In 1958 Mao described the dialectics of advancing in waves: 
“… a wave-like form of progress is the unity of opposites, deliberation and haste, the unity of opposites, hard work and dreams.”
Mao argued that advancing in waves is an objective, necessary feature of a movement, not something people get to choose or avoid. After we go all out to mobilize the masses for a march or a conference, we must consolidate the people we have mobilized. We must deepen the relationships we have built. This allows us to intensify the political struggle for a deeper understanding of communist politics. We organize party clubs and other political structures and make a plan for work that our stronger forces can carry out.
Here is an important example from Soviet history. By 1923, after the revolutionary war was over, the communists realized that there were not enough industrial workers in the party, only about 12%. They decided to recruit workers “from the workbench” in large numbers. When Lenin died after a long illness, the party appealed to workers to join to honor him and follow in his footsteps. This was called the “Lenin Enrollment” and several hundred thousand workers joined in a short period, raising the percentage of industrial workers to about 35%.

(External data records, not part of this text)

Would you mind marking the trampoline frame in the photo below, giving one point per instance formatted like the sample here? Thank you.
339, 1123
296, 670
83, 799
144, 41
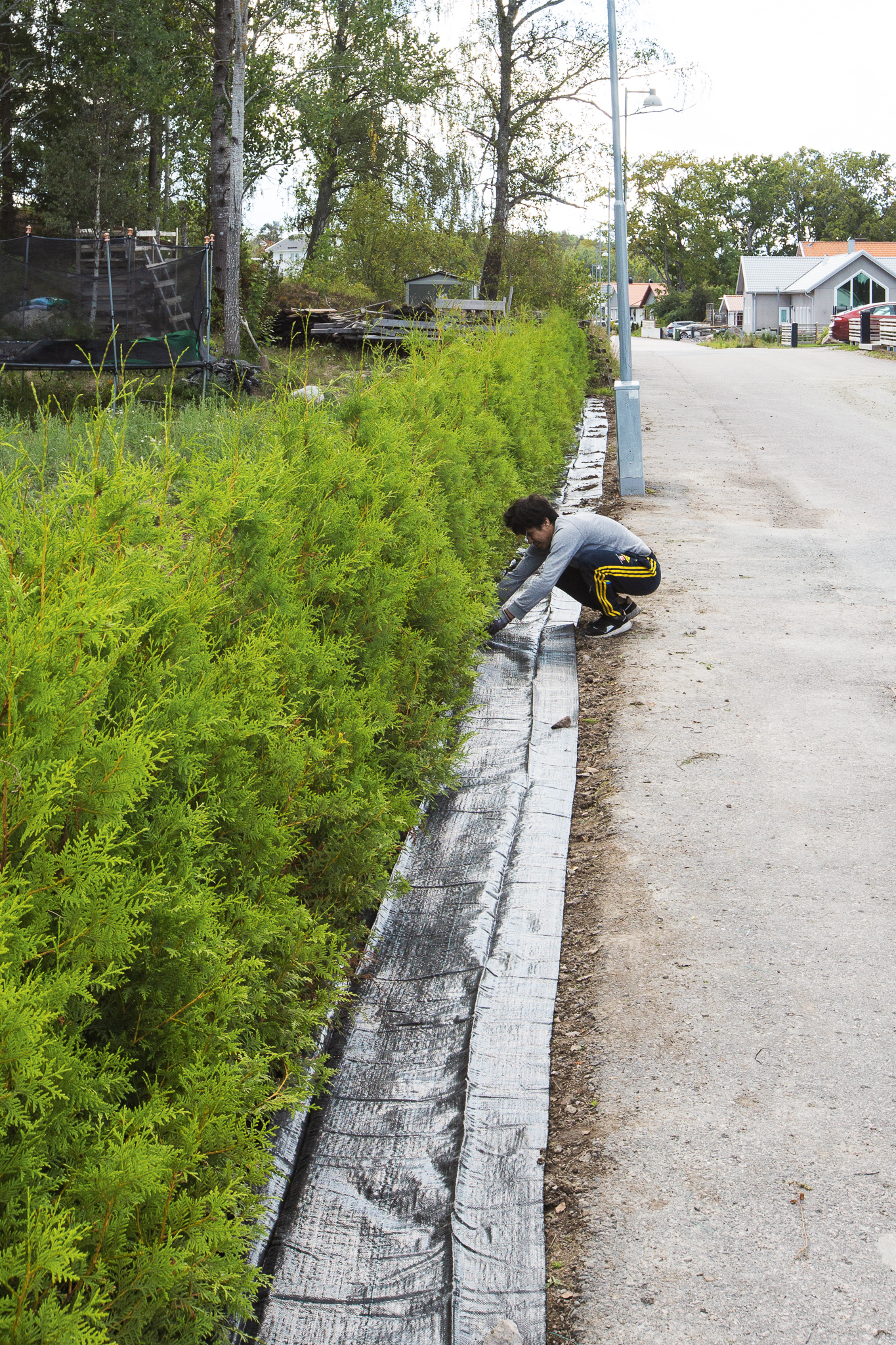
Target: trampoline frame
114, 343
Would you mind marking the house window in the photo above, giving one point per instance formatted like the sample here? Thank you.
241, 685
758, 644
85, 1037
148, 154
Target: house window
860, 290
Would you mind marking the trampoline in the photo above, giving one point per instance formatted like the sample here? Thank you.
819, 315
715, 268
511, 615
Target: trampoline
106, 303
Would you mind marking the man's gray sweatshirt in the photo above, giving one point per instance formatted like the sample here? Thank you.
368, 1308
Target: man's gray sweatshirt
576, 541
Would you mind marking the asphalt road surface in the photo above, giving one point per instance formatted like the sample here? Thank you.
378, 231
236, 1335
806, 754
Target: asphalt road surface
747, 1067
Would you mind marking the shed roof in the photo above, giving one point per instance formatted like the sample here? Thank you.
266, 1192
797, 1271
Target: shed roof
834, 246
766, 275
830, 267
640, 294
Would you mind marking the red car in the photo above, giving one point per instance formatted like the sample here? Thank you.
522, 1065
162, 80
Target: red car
839, 326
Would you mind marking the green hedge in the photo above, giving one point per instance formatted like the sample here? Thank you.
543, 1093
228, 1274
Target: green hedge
230, 673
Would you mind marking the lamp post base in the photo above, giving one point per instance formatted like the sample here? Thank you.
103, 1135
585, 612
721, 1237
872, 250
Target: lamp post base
629, 455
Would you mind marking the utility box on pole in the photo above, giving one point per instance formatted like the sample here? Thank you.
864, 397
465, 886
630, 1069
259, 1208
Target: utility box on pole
629, 460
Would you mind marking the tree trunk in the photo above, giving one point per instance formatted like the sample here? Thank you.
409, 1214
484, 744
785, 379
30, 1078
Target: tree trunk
498, 233
95, 294
233, 341
324, 205
7, 201
327, 186
152, 167
219, 146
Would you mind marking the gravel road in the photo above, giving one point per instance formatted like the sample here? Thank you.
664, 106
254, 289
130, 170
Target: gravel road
743, 1066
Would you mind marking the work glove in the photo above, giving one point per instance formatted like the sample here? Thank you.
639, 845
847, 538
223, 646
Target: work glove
499, 623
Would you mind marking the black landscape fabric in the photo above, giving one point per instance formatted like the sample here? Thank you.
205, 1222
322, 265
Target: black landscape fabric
127, 303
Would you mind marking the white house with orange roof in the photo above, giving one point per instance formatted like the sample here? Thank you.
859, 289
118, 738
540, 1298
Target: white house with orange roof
809, 290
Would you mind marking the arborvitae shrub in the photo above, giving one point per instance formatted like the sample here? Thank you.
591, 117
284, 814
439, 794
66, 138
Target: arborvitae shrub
230, 673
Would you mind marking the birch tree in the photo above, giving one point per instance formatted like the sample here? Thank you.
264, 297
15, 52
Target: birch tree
531, 92
236, 194
364, 66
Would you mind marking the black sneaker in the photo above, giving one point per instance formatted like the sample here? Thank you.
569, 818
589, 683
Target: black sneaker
608, 626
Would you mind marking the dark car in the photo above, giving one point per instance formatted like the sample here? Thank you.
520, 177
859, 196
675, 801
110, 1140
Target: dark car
839, 326
687, 331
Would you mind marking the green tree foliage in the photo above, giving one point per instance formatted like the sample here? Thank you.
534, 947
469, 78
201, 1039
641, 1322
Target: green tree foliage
233, 667
367, 66
692, 219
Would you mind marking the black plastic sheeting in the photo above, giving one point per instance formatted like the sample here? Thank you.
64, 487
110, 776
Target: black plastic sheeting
414, 1215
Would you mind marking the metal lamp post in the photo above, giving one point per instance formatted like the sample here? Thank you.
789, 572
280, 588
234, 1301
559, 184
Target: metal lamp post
628, 391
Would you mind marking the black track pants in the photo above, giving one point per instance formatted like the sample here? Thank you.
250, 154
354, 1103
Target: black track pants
613, 575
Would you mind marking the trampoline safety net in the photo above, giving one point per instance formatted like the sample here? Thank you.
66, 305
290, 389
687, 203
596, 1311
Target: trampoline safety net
117, 304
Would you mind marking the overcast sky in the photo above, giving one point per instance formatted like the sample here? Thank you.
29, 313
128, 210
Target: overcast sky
769, 76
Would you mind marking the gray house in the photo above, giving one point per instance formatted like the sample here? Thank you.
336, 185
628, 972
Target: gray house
809, 290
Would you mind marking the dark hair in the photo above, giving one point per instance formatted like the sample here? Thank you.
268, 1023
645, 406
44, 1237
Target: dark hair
528, 512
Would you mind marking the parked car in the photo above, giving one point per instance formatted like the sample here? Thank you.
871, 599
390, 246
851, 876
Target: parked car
839, 324
687, 331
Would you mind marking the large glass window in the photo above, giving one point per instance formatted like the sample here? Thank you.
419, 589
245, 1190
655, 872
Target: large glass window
860, 290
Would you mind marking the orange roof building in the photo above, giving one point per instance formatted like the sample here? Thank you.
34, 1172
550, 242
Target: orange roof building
837, 246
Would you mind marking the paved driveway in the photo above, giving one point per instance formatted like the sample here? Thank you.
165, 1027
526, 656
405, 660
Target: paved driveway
747, 1076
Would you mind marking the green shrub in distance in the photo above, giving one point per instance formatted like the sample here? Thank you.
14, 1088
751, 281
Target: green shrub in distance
236, 655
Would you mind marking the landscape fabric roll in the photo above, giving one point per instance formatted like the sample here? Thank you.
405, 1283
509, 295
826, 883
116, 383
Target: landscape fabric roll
414, 1215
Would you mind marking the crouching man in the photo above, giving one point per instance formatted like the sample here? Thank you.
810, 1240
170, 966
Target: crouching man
590, 557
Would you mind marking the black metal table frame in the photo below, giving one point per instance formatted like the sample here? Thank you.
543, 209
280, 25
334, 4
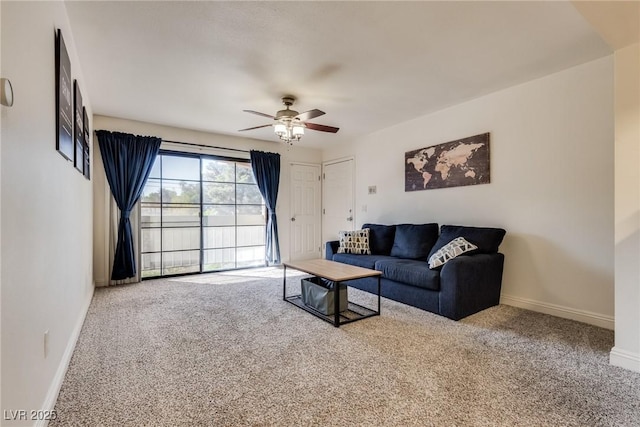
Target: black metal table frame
335, 319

This big opportunity created a big problem, the problem of educating the mass of new members in communist theory and practical work. This meant producing a lot of new study materials that made sense to people with limited reading skills: new magazines and pamphlets, study groups, leadership training, etc. Once this hard work was done, the new worker members made a fundamental change that prepared the party for future advances.
The mass of industrial workers in the party were a key force in a number of ways. The wrong ideas of party “oppositionists” (Bukharin and Trotsky) were rejected by many workers. When the rural capitalists (“kulaks”) withheld grain from the cities in 1928, the party sent armed workers to confiscate it. The kulaks’ grain strike made it clear that the Soviets had to have collectivized agriculture, so the party recruited more than 25,000 communist industrial workers to move to the countryside in 1930. These workers were critical to the success of the collectivization campaign.

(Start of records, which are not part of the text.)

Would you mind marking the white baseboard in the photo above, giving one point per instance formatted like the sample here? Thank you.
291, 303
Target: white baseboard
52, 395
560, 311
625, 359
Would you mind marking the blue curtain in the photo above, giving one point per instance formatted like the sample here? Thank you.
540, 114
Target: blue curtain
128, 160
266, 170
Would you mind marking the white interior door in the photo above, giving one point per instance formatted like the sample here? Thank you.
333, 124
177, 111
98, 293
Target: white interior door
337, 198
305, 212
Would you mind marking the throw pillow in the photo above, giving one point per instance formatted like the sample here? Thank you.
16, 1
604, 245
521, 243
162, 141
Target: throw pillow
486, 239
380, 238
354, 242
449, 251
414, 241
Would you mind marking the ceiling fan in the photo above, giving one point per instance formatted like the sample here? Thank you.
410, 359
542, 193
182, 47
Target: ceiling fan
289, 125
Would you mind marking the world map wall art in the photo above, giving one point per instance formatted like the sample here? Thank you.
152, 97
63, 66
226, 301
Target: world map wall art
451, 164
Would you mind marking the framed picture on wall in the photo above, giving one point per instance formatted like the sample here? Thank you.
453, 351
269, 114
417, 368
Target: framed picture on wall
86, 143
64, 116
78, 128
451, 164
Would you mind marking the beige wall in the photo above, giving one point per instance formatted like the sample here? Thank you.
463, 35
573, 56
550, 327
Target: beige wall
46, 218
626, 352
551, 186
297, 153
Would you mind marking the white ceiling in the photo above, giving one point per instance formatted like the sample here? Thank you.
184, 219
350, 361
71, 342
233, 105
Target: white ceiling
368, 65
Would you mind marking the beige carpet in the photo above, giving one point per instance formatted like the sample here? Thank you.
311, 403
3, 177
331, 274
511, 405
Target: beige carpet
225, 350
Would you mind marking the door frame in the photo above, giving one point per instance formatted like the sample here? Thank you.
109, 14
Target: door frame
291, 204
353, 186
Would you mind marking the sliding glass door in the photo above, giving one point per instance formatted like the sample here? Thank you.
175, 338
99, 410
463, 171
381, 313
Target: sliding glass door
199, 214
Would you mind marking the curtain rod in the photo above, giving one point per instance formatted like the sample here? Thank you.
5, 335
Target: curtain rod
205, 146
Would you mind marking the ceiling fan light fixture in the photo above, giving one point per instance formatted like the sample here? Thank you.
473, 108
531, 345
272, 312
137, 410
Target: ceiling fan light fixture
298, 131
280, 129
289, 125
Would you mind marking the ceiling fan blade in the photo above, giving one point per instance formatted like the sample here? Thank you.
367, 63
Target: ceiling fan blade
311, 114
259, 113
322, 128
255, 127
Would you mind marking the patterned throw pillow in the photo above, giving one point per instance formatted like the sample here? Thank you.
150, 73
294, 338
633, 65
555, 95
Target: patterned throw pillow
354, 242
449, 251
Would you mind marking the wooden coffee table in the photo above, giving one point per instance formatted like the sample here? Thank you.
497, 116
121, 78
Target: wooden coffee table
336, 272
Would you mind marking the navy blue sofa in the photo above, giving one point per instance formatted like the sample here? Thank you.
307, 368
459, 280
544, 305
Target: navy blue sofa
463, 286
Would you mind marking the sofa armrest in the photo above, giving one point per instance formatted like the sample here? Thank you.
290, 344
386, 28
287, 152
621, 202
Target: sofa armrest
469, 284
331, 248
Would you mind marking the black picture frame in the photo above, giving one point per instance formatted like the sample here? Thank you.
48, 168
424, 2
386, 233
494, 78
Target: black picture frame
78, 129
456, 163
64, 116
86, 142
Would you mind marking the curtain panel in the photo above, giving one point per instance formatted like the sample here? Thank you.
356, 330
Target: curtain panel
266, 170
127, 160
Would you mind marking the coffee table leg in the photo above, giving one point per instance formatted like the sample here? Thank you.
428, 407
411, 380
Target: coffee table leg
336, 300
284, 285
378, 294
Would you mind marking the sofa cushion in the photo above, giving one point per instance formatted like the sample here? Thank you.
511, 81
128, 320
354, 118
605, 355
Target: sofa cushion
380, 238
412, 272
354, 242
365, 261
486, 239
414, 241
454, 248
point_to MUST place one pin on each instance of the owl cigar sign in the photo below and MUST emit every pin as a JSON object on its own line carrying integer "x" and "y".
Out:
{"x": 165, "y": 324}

All movements develop in twists and turns, catastrophes and leaps forward. If we make mistakes, a deep trough behind the wave can pull us backwards. If we don’t consolidate the people we have mobilized, we’ll start the next mobilization from scratch, and we’ll be on a constant, demoralizing, treadmill. Instead of advancing to a higher level, the victory can turn into defeat. We must seize our opportunities, advance if we can, and learn from our mistakes if we do not. But that is how we mobilize the masses for communism, and now is the time for our wave to rise in South Africa.